Ever since Cagla Eroglu was a postdoctoral fellow, she’s been fascinated by star-shaped brain cells called astrocytes. In 2008, she set up a lab at Duke University in Durham, North Carolina, to investigate the role of astrocytes in forming neuronal junctions, or synapses.
Last year, Eroglu and her colleagues revealed that the relationship is reciprocal: Contact with synapses helps to give astrocytes their complex shape1.
The team also found that astrocytes express neuroligins, synaptic genes known to be mutated in some people with autism. Neuroligins help control astrocyte growth and shape in concert with proteins on neurons called neurexins that are also associated with autism.
Eroglu found that lowering neuroligin expression in astrocytes makes the brain less excitable. This result may be relevant to autism, which is thought to be characterized by too much excitation in the brain.
We talked with Eroglu, associate professor of cell biology and neurobiology, about how her findings advance the understanding of autism.
Spectrum: What motivated your latest experiments?
Cagla Eroglu: I have long investigated how astrocytes drive the formation of synapses in the mammalian brain. With this particular project, we wanted to turn the tables and ask: How might synapses drive the complex development of astrocytes?
S: In what way is astrocyte development complex?
CE: Astrocytes have a unique structure that resembles a tree with many branches. You have main branches that give rise to littler branches and then leaves. In a mouse brain, one astrocyte’s branches can contact up to 100,000 synapses. A human astrocyte can contact up to 2 million synapses. It is a really incredible complexity.
It makes for a very beautiful cell, but it also gives that astrocyte the ability to ‘listen’ to the activity of many synapses at once. We wanted to understand how that amazing morphology forms. We hypothesized that interaction with neuronal elements could drive the morphology.

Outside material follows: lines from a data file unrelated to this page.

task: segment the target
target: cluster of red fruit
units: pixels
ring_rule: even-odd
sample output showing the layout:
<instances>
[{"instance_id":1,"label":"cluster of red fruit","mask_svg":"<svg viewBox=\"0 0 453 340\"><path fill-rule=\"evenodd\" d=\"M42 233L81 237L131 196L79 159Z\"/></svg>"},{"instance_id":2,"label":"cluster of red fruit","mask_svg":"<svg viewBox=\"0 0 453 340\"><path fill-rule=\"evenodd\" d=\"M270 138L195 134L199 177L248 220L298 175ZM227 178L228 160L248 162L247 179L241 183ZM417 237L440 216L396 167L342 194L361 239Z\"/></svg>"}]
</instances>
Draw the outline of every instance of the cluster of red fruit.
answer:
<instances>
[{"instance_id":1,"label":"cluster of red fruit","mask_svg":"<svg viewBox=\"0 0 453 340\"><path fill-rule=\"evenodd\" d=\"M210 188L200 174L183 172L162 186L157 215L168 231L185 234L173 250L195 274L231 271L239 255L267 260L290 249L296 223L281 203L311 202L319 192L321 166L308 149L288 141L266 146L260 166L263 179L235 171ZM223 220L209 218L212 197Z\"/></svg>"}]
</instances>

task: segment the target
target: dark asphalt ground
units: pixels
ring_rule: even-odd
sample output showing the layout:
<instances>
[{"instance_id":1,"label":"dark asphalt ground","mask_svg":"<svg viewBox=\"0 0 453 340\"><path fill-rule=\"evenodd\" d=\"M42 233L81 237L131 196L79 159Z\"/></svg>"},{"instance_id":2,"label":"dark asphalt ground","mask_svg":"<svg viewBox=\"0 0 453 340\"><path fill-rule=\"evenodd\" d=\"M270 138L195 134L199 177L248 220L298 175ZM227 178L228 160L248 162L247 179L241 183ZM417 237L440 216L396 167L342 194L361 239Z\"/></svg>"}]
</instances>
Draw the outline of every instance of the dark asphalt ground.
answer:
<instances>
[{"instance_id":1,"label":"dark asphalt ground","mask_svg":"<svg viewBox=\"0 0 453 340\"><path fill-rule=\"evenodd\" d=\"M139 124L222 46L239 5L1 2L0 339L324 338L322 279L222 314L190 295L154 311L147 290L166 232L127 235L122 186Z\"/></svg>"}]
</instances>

S: How did you test your hypothesis?
CE: We developed a cell-culture system in which we eliminated the other types of cells from the brain until we only had astrocytes and neurons. We found that intact but nonfunctioning neurons could trigger astrocytes to develop their complex shape.
The neurons didn’t need to be alive, so that gave us a clue that the complexity of astrocytes requires physical contact between these cells and neurons. We then realized there must be ‘sticky’ proteins on the surface of astrocytes that can bind to proteins on neurons, and potentially at their synapses.
S: What were these ‘sticky’ proteins?
CE: One protein family called neuroligin emerged as a strong candidate. Neuroligin has been studied almost exclusively in the context of neurons. But some work suggested neuroligins are also expressed in astrocytes. This made us curious: What are they doing in astrocytes? And are these the sticky proteins that connect neurons to astrocytes, and that drive astrocytes’ morphology?
We found three members of the neuroligin family that are expressed in astrocytes from rats and mice. We then used RNA molecules to suppress the expression of the genes — and got a very simple astrocyte, one with far fewer branches than usual. Suppressing one of these genes at a time produced an intermediate effect on the astrocyte’s shape, suggesting that all three proteins are essential for the cells’ complex shape.
However, it turns out the genes are not sufficient for astrocytes’ complexity.
We tamped down the expression of proteins called neurexins in neurons that we thought astrocyte neuroligins might interact with. The astrocytes in that culture were less complex. We also replaced neurons with tiny, thread-like materials called nanofibers that resemble neural networks, and covered the nanofiber scaffold with neurexins. These scaffolds could trigger the formation of complex astrocytes.
These experiments told us that there are two pieces to the astrocyte puzzle: neurexins in neurons and neuroligins in astrocytes. Together, these produce astrocytes in their typical form.
S: Is there any particular neuroligin that seems more important than the others?
CE: Yes, neurologin 2. We found that when we lowered the expression of NLGN2 in some astrocytes, the neuronal elements that touch those astrocytes have far fewer excitatory synapses. And when we decreased the expression of neuroligin 2 in about half of the astrocytes but not in neurons, we found a decrease in excitation and an increase in inhibition.
So tamping down neuroligin 2 in astrocytes shifts the balance in the brain toward less excitation and more inhibition.
S: Is this relevant to autism?
CE: Researchers have proposed that an imbalance between excitation and inhibition is a common feature of autism models and people with autism. Maintaining a balance between these two types of neuronal activity is crucial for proper brain function. Our finding is telling us that manipulating gene function in astrocytes is sufficient to change this balance.
Anyone who is studying the function of an autism gene should consider that a gene’s effects in neurons may not fully account for what they see in their autism models. If researchers are focusing only on neurons, and neglecting astrocytes, they may not be getting the full picture.